Heh, I actually wrote that as a quickie.  If you look at it, don't laugh!

>   $ gcc -O -Wall fiemap-test.c
>   fiemap-test.c: In function 'show_extents_table':
>   fiemap-test.c:138:9: warning: variable 'last_logical' set but not used \
>     [-Wunused-but-set-variable]
> 
> Note that here I'm using 1..31, not 1..21:
> 
>   $ rm -f j1 j2; perl -e 'BEGIN{$n=7*1024; *F=*STDOUT}' \
>     -e 'for (1..31) { sysseek (*F, $n, 1)' \
>     -e '&& syswrite (*F, chr($_)x$n) or die "$!"}' > j1
>   $ cp --sparse=always j1 j2 && cmp j1 j2
> 
> Uh oh.  du reports different sizes:
> 
>   $ du -sh j1 j2
>   504K    j1
>   632K    j2

so 128k more space (32 4k blocks) allocated in j2.

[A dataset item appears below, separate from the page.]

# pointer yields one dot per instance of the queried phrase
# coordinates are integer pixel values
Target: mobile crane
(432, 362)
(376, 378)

But that's fine.  A filesystem can allocate as it wishes, for efficiency, and 
that's just what xfs is doing.

http://oss.sgi.com/bugzilla/show_bug.cgi?id=822

> Not only that, but note how the sizes are *larger*
> than raw byte counts.  This means there's a hole at EOF:
> 
>   $ wc -c j1 j2
>   444416 j1
>   444416 j2

I'm not sure I get the "hole at EOF" conclusion...?

> Here's the result of running fiemap-test:
> 
>   $ {./a.out -r j1; ./a.out -r j2}|sed 's/:   /:/g'
>   Extent   0: logical:    4096 physical: 4272128 length:  126976 flags 0x000
>   Extent   1: logical:  135168 physical: 4403200 length:  389120 flags 0x001
>   Extent   0: logical:    4096 physical: 4792320 length:  126976 flags 0x000
>   Extent   1: logical:  135168 physical: 5193728 length:  520192 flags 0x001
> 
> No wonder those final "length" numbers differed.

bugs in that tester are also possible.  :(  I need to do a cleanroom mapping 
tool from scratch and send it to util-linux-ng, I think.

> This looks like an XFS bug.

so the 2nd/last extent has 128k more length, which matches the change in disk 
space usage.

but the last extent's logical start + length doesn't match the file size in 
either case does it?

Still not convinced of an xfs bug ;)

but I need to get an F15/rawhide system and just poke at this stuff myself a 
bit to be sure of what's going on.

So far I see unique allocator behavior, but not a bug.

>>>> There is a 4K hole at the start of each block which seems a bit strange.
>>>> Why are "3 extents found" but only 2 listed?
>>>> The last extent seems too long in both cases,
>>>> but that at least wouldn't cause cp to corrupt a copy.
>>>
>>> mkfs shows it used 4k blocks:
>>
>> Ah OK that explains how it can handle a 4K hole.
>> The file system must be using a higher level size (128K)
>> in certain cases, for performance reasons I suppose.

That's about right - it's not really "using 128k" but there is a speculative 
EOF allocation in xfs, so extending the file by hole/data/hole/data, I think 
the holes may get soaked up by that speculative allocation past EOF.

> I see what you mean.  If you assume XFS holes must be a multiple of 4KiB

they must be a multiple of the fs block size; true of any filesystem.

> in length and are detected only when they start on a 128KiB boundary,

128k is just how it came out this time.

As I said in the other reply, don't try to reverse engineer fs allocator 
decisions in your tests...

-Eric

> that would explain why the above has only two: one at the beginning,
> and the other at the 128K mark (it's 2K into a 7K sequence of NULs).
> The 256KiB boundary does fall in a sequence of 0's, but there's 4KiB
> before and only 3KiB after that point, so it's too short for a hole.